Pineapple is also a good fiber and vitamin A source and contains bromelain, an enzyme that may help reduce inflammation.

One cup (165 grams) of pineapple chunks provides:

  • Sodium: 2 mg
  • Potassium: 180 mg
  • Phosphorus: 13 mg
  • Protein: 1 g

19. Cranberries

Cranberries contain A-type proanthocyanidins, phytonutrients that act as antioxidants and may help prevent urinary tract and kidney infections by reducing bacteria levels in urine. They are also low in potassium, phosphorus, and sodium.

Considering the close relationship between urinary tract infections (UTIs) and kidney infections, preventing UTIs is essential to avoid kidney complications.
Cranberries can be consumed dried, cooked, fresh, or as juice.

One cup (100 grams) of whole, fresh cranberries contains:

  • Sodium: 2 mg
  • Potassium: 80 mg
  • Phosphorus: 11 mg
  • Protein: 0.5 g

20. Shiitake Mushrooms

Shiitake mushrooms offer a savory taste and can serve as a plant-based meat substitute. They are suitable for individuals with kidney disease following a plant-based diet or those on a renal diet who need to limit protein intake.

These mushrooms are an excellent source of B vitamins, copper, manganese, and selenium. They also provide a good amount of plant-based protein and dietary fiber.

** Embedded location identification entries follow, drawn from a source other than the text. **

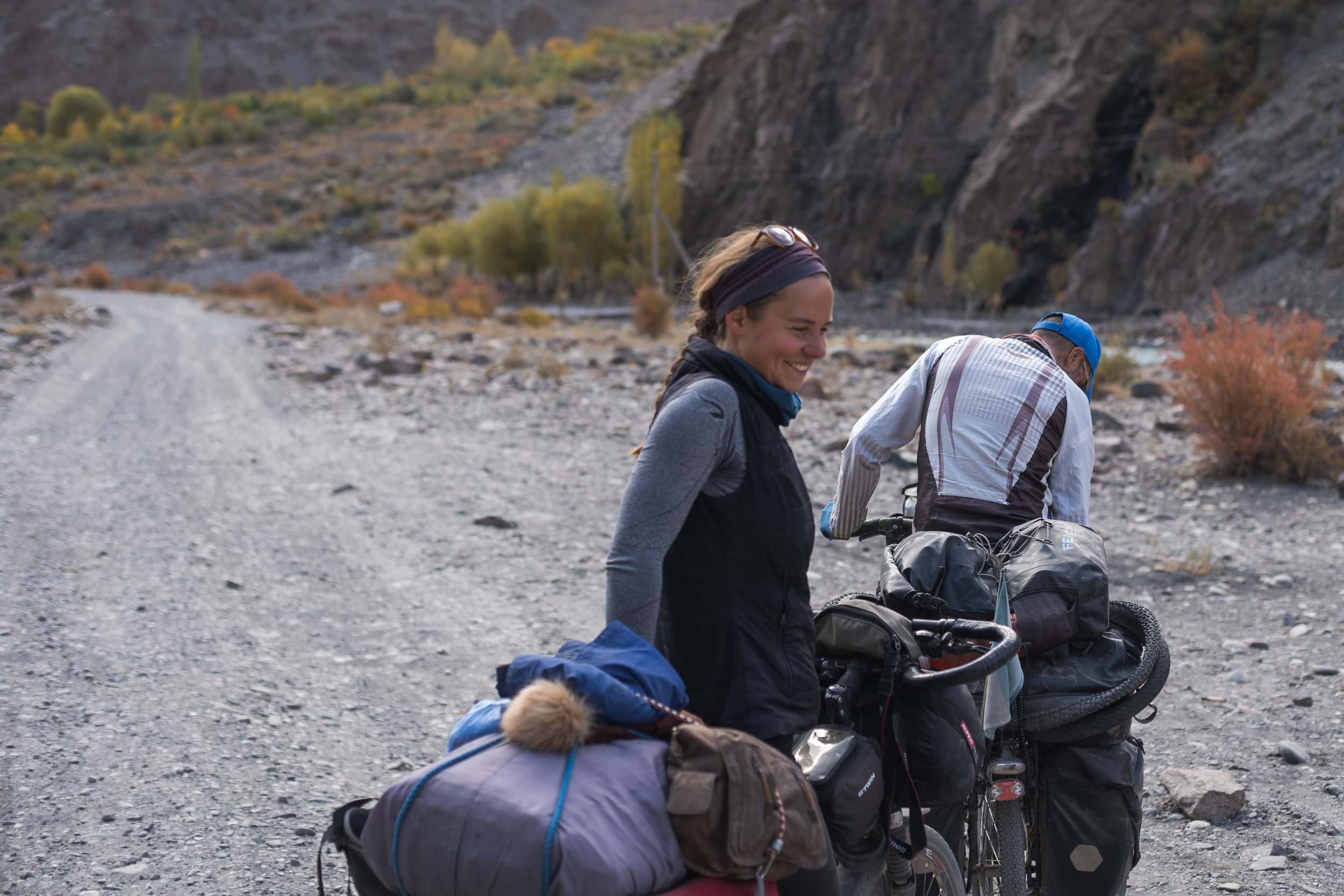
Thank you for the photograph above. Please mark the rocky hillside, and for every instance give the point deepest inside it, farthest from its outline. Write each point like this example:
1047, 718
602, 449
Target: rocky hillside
1127, 155
130, 50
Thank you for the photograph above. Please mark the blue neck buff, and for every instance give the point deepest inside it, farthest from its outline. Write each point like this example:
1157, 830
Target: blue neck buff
789, 404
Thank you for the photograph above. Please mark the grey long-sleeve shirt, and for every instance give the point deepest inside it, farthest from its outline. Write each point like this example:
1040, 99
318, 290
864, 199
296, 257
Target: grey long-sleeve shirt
694, 448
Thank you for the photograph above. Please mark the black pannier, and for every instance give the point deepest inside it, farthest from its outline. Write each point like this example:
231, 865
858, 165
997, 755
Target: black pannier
942, 739
1090, 817
940, 575
1055, 575
845, 769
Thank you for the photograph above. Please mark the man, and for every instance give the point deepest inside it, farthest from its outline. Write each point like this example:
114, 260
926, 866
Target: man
1004, 433
1004, 437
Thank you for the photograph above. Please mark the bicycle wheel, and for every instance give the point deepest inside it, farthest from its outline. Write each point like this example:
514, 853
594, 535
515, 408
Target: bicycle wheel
936, 868
998, 840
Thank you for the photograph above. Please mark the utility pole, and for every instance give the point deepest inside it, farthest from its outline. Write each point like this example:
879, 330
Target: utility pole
654, 221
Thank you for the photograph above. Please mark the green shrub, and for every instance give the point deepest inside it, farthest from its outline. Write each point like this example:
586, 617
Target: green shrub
990, 268
76, 104
582, 226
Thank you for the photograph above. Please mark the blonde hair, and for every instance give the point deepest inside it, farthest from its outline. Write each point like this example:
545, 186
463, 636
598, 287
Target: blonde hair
717, 259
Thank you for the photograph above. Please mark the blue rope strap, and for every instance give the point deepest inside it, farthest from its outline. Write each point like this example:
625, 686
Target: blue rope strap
555, 821
414, 793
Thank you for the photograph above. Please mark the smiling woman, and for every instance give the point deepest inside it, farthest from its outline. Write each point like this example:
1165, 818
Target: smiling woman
714, 539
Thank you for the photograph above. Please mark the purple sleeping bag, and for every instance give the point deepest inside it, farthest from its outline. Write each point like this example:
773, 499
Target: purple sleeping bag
479, 828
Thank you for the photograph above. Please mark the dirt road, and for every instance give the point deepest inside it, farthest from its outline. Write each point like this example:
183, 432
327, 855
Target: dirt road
208, 641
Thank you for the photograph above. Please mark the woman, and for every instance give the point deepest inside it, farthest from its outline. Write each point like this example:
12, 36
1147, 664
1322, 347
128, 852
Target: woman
711, 547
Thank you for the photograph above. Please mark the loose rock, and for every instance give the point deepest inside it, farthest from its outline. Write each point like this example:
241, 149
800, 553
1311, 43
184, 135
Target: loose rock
1205, 794
1293, 754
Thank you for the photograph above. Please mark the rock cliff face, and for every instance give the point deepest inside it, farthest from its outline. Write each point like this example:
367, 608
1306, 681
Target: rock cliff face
132, 49
1116, 147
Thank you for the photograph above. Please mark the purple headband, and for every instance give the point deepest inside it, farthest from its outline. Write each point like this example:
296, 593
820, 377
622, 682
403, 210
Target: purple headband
762, 273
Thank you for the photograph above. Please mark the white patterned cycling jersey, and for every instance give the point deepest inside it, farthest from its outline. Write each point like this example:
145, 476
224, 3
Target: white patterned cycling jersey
1004, 437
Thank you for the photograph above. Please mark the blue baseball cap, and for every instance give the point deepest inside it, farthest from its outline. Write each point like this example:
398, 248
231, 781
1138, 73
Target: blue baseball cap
1078, 332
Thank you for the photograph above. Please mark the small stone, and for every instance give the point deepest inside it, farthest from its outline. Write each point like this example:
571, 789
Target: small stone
1293, 754
495, 523
1270, 863
1205, 794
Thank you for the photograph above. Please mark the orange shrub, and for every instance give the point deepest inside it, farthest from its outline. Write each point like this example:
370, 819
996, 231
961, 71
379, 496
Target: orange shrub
651, 312
280, 292
96, 277
474, 297
1250, 388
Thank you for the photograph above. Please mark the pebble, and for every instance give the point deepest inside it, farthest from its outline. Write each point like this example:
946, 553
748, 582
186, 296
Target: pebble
1270, 863
1293, 752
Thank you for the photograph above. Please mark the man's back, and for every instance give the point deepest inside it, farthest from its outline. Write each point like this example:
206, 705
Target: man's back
1006, 437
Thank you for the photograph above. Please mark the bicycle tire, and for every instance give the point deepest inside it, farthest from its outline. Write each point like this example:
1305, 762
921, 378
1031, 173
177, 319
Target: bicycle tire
939, 864
1011, 832
1077, 709
1116, 714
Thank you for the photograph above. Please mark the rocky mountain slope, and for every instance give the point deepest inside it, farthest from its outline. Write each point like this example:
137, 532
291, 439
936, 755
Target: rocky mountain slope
1131, 155
130, 50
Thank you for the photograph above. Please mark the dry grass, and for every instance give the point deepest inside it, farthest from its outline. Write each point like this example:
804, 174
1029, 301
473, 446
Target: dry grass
96, 276
651, 312
1197, 562
45, 305
1250, 388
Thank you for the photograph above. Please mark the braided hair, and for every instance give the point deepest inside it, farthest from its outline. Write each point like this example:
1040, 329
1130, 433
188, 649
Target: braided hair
705, 273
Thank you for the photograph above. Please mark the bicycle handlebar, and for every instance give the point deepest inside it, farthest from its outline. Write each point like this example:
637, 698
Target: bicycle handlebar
1006, 644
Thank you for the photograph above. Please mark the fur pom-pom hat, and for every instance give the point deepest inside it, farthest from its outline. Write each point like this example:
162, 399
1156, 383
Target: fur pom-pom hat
547, 716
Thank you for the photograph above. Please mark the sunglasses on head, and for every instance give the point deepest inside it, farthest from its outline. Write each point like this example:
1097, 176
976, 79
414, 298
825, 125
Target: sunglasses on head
784, 237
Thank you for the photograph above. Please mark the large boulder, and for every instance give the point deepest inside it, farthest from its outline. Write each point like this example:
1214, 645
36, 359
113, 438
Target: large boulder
1205, 794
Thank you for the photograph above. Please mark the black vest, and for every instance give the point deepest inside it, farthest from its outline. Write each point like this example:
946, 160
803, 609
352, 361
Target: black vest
735, 617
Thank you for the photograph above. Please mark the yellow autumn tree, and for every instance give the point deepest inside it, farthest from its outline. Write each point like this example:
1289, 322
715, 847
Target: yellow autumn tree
664, 135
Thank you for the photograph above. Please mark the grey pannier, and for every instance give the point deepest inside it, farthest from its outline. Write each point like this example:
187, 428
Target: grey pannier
1055, 575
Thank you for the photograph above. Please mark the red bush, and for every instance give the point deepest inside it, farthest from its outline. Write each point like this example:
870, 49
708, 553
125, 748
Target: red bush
1250, 388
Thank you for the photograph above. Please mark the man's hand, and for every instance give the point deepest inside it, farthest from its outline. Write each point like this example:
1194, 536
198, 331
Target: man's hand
826, 519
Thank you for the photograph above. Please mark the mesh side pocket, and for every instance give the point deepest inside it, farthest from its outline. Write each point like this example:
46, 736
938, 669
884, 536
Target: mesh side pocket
1045, 621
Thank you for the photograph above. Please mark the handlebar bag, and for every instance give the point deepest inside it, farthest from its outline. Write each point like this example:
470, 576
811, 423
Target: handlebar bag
940, 575
1057, 580
855, 625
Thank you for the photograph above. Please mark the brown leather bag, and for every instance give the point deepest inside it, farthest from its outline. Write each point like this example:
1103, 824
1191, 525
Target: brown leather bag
740, 808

Compared to portobello and white button mushrooms, shiitake mushrooms have lower potassium, sodium, and phosphorus levels, making them a wise choice for those adhering to a renal diet.

One cup (145 grams) of cooked shiitake mushroom pieces (without added salt) contains:

  • Sodium: 6 mg
  • Potassium: 170 mg
  • Phosphorus: 42 mg
  • Protein: 2 g

Frequently Asked Questions

Are there any foods that can heal the kidneys?

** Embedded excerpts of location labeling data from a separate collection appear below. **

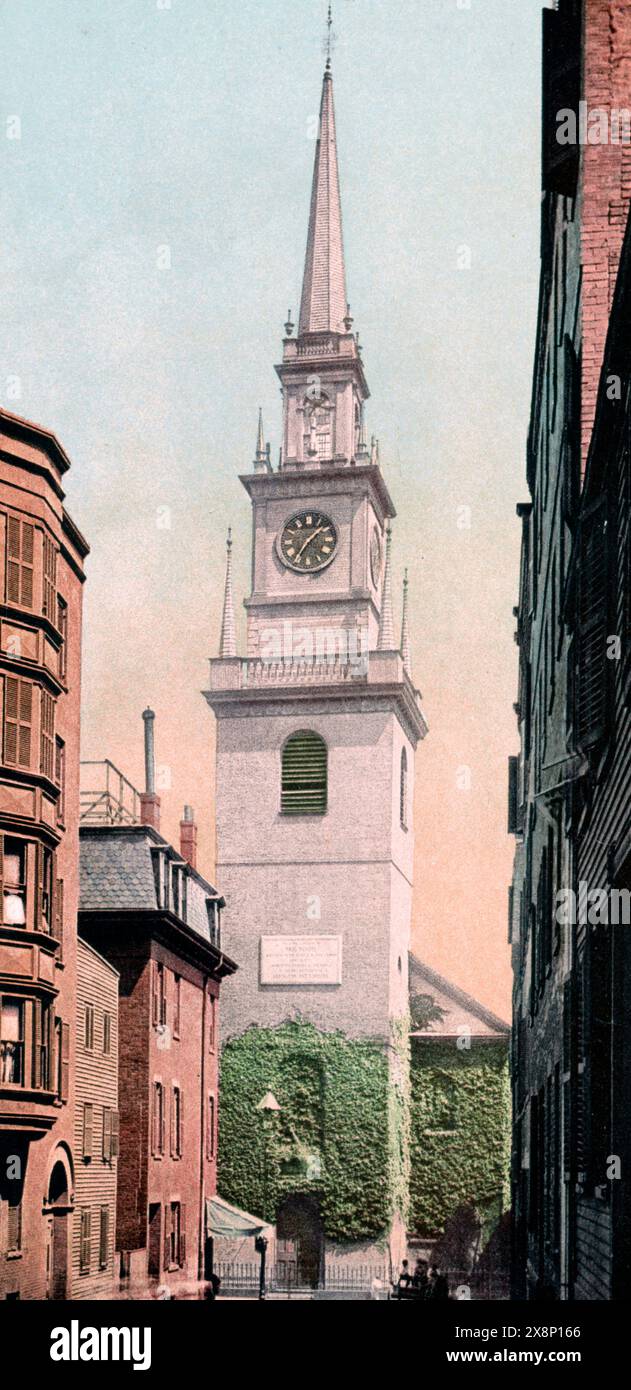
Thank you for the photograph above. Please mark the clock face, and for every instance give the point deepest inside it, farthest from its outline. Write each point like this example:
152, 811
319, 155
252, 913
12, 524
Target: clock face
375, 558
307, 542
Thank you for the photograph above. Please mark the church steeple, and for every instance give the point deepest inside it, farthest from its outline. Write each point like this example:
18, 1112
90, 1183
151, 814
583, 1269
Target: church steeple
323, 306
228, 631
323, 378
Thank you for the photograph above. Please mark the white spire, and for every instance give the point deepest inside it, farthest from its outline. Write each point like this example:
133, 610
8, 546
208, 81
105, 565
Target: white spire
228, 634
323, 306
405, 631
385, 641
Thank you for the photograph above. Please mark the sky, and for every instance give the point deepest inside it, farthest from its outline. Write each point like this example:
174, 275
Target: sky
154, 180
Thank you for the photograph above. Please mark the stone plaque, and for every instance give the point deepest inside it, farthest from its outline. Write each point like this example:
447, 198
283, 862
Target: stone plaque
302, 959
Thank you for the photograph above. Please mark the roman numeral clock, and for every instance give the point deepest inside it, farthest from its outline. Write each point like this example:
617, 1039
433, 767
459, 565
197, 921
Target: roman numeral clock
307, 542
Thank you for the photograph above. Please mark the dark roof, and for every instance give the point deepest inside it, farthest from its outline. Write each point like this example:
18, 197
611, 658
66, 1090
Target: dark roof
455, 1002
116, 873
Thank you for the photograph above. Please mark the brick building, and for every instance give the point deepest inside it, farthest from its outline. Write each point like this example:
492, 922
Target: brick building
569, 786
96, 1125
152, 915
41, 578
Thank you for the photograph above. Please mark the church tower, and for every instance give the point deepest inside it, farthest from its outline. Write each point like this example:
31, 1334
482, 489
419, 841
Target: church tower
317, 727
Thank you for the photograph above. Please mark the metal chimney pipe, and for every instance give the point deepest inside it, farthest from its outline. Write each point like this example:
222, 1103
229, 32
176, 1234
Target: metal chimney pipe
149, 751
149, 801
188, 837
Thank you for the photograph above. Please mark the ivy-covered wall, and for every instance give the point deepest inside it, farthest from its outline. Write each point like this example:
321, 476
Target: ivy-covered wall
460, 1136
341, 1130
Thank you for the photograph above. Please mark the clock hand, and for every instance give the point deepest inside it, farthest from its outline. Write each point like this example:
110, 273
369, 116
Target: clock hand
309, 540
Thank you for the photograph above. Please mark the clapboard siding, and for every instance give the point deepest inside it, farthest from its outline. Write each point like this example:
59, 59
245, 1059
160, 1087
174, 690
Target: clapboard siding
97, 1086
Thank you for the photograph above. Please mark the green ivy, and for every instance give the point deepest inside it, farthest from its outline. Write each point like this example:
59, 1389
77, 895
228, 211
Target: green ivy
342, 1129
460, 1133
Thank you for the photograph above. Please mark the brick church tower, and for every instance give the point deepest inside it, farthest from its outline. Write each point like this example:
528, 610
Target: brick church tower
317, 729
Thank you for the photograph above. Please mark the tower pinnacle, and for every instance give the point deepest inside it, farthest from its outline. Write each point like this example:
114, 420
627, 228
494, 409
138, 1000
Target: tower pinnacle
405, 631
228, 633
385, 641
324, 306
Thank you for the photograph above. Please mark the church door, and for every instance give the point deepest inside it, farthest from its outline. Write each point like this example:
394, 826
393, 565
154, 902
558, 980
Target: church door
300, 1241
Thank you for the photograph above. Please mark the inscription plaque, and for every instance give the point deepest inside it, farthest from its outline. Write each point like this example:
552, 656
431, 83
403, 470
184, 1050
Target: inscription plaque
300, 959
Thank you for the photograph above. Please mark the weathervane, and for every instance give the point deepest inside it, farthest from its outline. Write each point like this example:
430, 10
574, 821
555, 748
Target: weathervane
330, 39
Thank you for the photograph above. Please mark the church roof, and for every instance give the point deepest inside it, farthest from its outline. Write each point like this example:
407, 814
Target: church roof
323, 306
453, 1007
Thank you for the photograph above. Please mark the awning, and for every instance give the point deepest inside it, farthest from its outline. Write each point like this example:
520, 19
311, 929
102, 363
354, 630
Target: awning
223, 1219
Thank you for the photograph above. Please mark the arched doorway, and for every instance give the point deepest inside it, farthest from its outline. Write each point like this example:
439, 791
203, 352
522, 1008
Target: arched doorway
300, 1241
59, 1205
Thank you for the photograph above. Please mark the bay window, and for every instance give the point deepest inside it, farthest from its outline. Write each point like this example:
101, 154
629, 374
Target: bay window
11, 1041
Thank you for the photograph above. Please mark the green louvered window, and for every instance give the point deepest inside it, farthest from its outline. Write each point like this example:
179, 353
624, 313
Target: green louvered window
303, 787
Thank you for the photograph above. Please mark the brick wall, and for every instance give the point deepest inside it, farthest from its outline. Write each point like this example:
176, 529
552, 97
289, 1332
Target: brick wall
606, 185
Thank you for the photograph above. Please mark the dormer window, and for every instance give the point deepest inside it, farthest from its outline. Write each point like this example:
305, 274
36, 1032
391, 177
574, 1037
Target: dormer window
161, 879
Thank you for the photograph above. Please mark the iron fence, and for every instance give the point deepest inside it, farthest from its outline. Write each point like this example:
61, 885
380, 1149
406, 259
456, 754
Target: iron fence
242, 1278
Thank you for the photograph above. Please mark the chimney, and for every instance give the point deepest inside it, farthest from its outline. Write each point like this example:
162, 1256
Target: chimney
188, 837
149, 801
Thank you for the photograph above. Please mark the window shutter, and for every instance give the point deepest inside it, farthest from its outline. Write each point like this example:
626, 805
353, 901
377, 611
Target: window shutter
106, 1133
85, 1254
116, 1140
513, 795
39, 886
18, 701
88, 1127
182, 1233
154, 993
592, 627
303, 786
64, 1066
14, 1226
49, 603
167, 1237
20, 562
13, 560
104, 1237
46, 762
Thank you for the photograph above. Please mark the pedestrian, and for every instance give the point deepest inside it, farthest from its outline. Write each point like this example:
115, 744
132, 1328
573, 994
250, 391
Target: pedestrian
438, 1286
420, 1280
405, 1280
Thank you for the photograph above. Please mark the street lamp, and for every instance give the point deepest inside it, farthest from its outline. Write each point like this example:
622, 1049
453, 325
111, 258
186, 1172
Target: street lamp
268, 1105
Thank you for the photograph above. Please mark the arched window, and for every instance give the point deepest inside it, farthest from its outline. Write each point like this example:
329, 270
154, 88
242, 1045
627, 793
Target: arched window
318, 424
403, 788
303, 780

It may not always be possible to heal the kidneys, especially in cases of long-term kidney disease. However, dietary choices such as reducing salt intake can help alleviate kidney stress, improve their function, and slow disease progression.

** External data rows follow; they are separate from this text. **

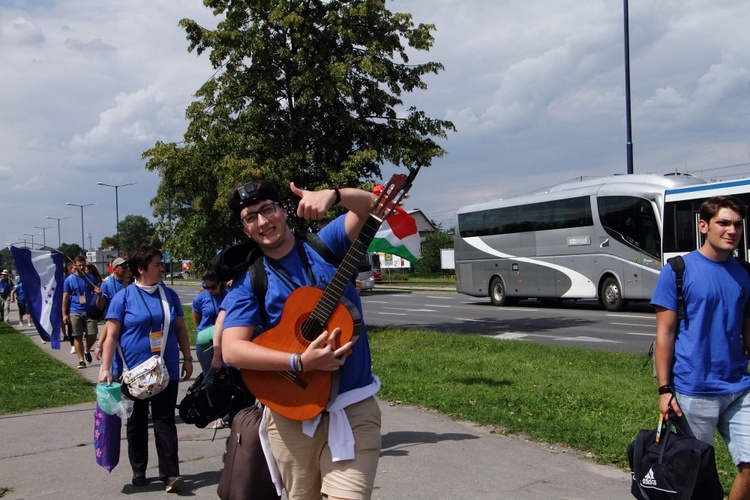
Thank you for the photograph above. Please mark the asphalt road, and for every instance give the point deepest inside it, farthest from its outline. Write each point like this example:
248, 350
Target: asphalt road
580, 323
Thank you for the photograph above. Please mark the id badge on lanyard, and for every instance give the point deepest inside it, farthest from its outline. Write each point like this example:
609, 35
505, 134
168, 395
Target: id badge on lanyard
155, 339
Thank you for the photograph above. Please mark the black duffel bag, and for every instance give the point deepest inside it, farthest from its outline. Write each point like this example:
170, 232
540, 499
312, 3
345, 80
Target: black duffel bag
679, 466
204, 403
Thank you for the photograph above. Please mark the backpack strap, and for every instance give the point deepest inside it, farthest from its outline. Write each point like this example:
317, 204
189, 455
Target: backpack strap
678, 266
260, 280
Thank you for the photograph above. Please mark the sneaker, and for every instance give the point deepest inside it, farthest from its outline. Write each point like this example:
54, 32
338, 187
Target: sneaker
174, 483
139, 478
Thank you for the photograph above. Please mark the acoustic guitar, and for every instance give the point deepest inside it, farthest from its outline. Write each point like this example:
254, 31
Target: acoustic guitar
308, 312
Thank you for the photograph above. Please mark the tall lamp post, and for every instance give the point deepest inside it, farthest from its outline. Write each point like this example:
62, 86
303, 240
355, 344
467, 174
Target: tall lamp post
117, 209
83, 241
32, 238
44, 233
58, 219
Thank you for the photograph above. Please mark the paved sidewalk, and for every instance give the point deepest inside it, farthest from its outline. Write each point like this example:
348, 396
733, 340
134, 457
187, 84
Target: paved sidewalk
425, 455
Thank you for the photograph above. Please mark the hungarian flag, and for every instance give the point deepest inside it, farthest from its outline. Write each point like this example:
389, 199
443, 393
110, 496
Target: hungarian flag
397, 235
42, 277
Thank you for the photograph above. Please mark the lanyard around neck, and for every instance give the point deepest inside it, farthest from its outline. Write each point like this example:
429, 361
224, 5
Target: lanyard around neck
284, 275
151, 317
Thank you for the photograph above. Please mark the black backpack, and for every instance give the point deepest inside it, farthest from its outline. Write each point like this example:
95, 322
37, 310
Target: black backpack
679, 466
204, 403
678, 266
229, 263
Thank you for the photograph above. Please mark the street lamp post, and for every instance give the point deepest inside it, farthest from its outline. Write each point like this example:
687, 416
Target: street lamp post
83, 241
117, 209
32, 238
44, 233
58, 219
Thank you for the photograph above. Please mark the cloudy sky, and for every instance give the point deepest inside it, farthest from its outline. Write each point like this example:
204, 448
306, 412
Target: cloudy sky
536, 89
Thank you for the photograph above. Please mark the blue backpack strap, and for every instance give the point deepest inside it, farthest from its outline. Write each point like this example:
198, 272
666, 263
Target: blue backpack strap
678, 266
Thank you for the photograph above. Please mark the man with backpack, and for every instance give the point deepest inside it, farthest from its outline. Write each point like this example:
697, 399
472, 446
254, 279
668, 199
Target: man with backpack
702, 337
310, 458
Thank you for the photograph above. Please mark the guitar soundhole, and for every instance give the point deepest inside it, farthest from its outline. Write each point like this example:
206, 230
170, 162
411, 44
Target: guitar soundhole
309, 329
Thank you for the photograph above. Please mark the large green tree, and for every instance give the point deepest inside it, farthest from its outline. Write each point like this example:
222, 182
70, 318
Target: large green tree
136, 230
309, 91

What is the best drink for healthy kidneys?

Water is the best option as it helps flush out the kidneys without adding toxins. There is also increasing evidence that drinking plain water may aid in preventing kidney disease. Unsweetened cranberry juice is another good choice, as it contains antioxidants that may help protect the kidneys from infections. Rice milk not enriched with potassium or phosphorus can also be considered. It is advised to limit or avoid alcohol intake as it can increase the risk of various health problems.

What are ten foods that are bad for the kidneys?

If you have kidney disease, foods to avoid are those high in sodium, phosphorus, or both. Some items to limit or avoid include processed and premade meals with added sodium, canned foods with added salt (opt for salt-free or rinse them before use), large portions of protein foods like meat or dairy products, high-fat and non-heart-healthy foods, alcohol, packaged foods with labels indicating high phosphorus content, deli meats, bran cereals, and oatmeal. For more information on foods to avoid kidney disease, consult a healthcare professional.

The bottom line

Individuals with kidney disease must manage their phosphorus, salt, and potassium intake. Protein intake may also need to be limited at certain stages. As nutritional needs and restrictions can vary throughout the disease, it is crucial to consult a doctor before making any dietary changes. They can assist in devising a suitable diet based on individual requirements. Convenient options may include chicken, shiitake mushrooms, cranberries, macadamia nuts, and many other tasty and healthy foods.